Tuesday, November 24, 2015

Review of Concrete Angel by Patricia Abbott (Polis Books, 2015)

Eve Moran has a pathological need to take things without paying for them, then to hoard her collection.  Her target is usually cheap trinkets, knick-knacks and clothes – things that people will either not miss or won’t care about if they disappear.  From an early age, she relies on her own charisma, lies, and the efforts of others to evade serious punishment.  Nevertheless, she spends time in an institution to cure her of her compulsions and serves a little jail time.  Her daughter, Christine, learns that the way to her mother’s affection is to help her in her schemes, scams and swindles.  However, as she grows older she comes to resent her mother’s manipulative nature and eventually starts to resist when it’s clear that Eve is using her young son in one of her crimes.

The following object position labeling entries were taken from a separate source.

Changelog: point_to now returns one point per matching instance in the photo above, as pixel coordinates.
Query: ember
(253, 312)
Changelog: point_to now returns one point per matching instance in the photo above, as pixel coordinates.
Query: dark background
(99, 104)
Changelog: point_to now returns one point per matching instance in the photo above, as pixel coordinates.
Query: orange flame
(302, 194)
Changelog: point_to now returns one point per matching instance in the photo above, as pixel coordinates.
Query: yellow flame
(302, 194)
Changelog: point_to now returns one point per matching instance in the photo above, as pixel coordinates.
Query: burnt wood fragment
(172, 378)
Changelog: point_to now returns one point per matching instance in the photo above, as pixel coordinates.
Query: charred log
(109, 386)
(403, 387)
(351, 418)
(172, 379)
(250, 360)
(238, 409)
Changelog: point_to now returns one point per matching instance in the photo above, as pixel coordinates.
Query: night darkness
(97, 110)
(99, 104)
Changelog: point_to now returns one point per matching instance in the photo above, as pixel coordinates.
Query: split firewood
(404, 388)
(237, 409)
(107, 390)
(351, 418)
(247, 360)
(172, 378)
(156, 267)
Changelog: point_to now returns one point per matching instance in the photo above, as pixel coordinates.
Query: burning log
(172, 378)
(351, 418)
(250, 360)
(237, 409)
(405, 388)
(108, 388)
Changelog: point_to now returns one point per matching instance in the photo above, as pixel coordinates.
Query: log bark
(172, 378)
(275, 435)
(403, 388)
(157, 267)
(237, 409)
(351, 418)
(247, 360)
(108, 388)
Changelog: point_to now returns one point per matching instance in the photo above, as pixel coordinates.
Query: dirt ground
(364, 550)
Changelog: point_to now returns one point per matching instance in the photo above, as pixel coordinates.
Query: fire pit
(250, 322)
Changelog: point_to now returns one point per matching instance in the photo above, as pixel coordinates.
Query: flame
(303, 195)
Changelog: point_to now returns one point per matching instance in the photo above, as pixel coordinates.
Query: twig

Concrete Angel is marketed as ‘domestic suspense’ and that seems an apt label.  The story follows the life of Eve Moran, a compulsive petty thief and hoarder, from her adolescence in the 1950s to middle age, and her various trials and tribulations in and around Philadelphia.  In particular, it focuses on her strained relationship with her family, her husband and various lovers, and her daughter, Christine.  The latter slowly transforms from willing pawn and accomplice to resentful teenager, the change starting after she takes the rap for a murder her mother committed.  When Eve starts to use her young son in her crimes, Christine decides it’s time to try and end her mother’s behaviour.  The novel then is a relatively unusual for a crime novel given its extended timeline and its detailed character study.  Over the course of the story one really gets to know Eve and her family and their unfolding relationships.  The tale has plenty of drama, with an endless stream of crimes and scams, from shoplifting to murder.  Abbott, however, rather centring the plot on them, makes these a part of the everyday theatre of Eve and Christine’s lives.  The only bit that didn’t ring quite true to me was the ending, which felt a little underplayed.  Overall, an interesting tale told in an engaging voice.



1 comment:

Anonymous-9 said...

I haven't heard of domestic suspense, but it sounds intriguing. An early version of the manuscript crossed my desk a few years back and everybody knew it had lots of potential. Thanks for the review Rob!